Three days later, that same piece of art had accumulated roughly 14000 ‘notes,’ making it my most popular post on Tumblr. It has been reblogged by people with usernames like ‘LA-DICKSUIT-XX’ and ‘IM-THELITTLE- MERMAID-DUH.’ I visited the blogs of some of these people and saw my artwork next to photographs of shoes and ‘Tyler the Creator.’ My initial excitement decayed into something closer resembling anxiety or shame. I sat at my computer and shook my head quietly.
I felt like my mildly successful artwork had become a disposable array of pixels by which strangers could express their individuality. I began to suspect that all of my previous artwork was failed attempts at becoming a disposable array of pixels by which strangers could express their individuality. One person had posted my artwork and wrote ‘gpoy’ below it. I was unhappy.

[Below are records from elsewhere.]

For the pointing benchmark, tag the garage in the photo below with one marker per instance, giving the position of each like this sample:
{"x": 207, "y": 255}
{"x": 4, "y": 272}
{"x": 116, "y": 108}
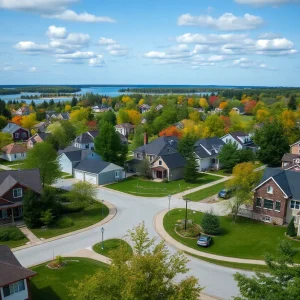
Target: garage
{"x": 79, "y": 175}
{"x": 91, "y": 178}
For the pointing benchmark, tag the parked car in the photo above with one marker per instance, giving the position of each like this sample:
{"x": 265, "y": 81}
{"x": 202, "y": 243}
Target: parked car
{"x": 225, "y": 194}
{"x": 204, "y": 241}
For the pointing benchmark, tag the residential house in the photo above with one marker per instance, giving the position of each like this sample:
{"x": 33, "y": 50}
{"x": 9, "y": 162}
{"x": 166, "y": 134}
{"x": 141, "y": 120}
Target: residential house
{"x": 240, "y": 110}
{"x": 17, "y": 132}
{"x": 13, "y": 185}
{"x": 277, "y": 197}
{"x": 86, "y": 140}
{"x": 126, "y": 129}
{"x": 14, "y": 151}
{"x": 14, "y": 279}
{"x": 144, "y": 108}
{"x": 98, "y": 172}
{"x": 241, "y": 139}
{"x": 206, "y": 153}
{"x": 37, "y": 138}
{"x": 69, "y": 159}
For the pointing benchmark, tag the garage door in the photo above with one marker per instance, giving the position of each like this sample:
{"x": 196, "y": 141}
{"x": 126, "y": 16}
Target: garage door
{"x": 91, "y": 178}
{"x": 78, "y": 175}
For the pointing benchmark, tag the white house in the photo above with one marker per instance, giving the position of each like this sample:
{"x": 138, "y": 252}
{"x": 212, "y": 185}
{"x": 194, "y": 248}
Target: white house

Tumblr’s accounting of total ‘notes’ attributed to individual posts was the problem, I thought. Because every bit of content on Tumblr displays its total accumulation of ‘notes,’ it was almost impossible not to equate that number with the ‘value’ of that bit of content, I thought. Everything gets a number, some things are better than other things.
I realized that if my ‘goal’ on Tumblr was to generate content that was well-received (i.e., content that got a lot of ‘notes’), then I had basically achieved my goal. It was like I had left the cave and found the outside of the cave just like the inside of the cave. Plato was wrong, I thought. There is no sun. Not on the internet. I had pursued hollow success and was still surprised to find it hollow. I had become a disposable summation of my ‘notes.’ I drank a glass of water while sitting on the grass outside. Water from the grass soaked through to my skin. It was nice.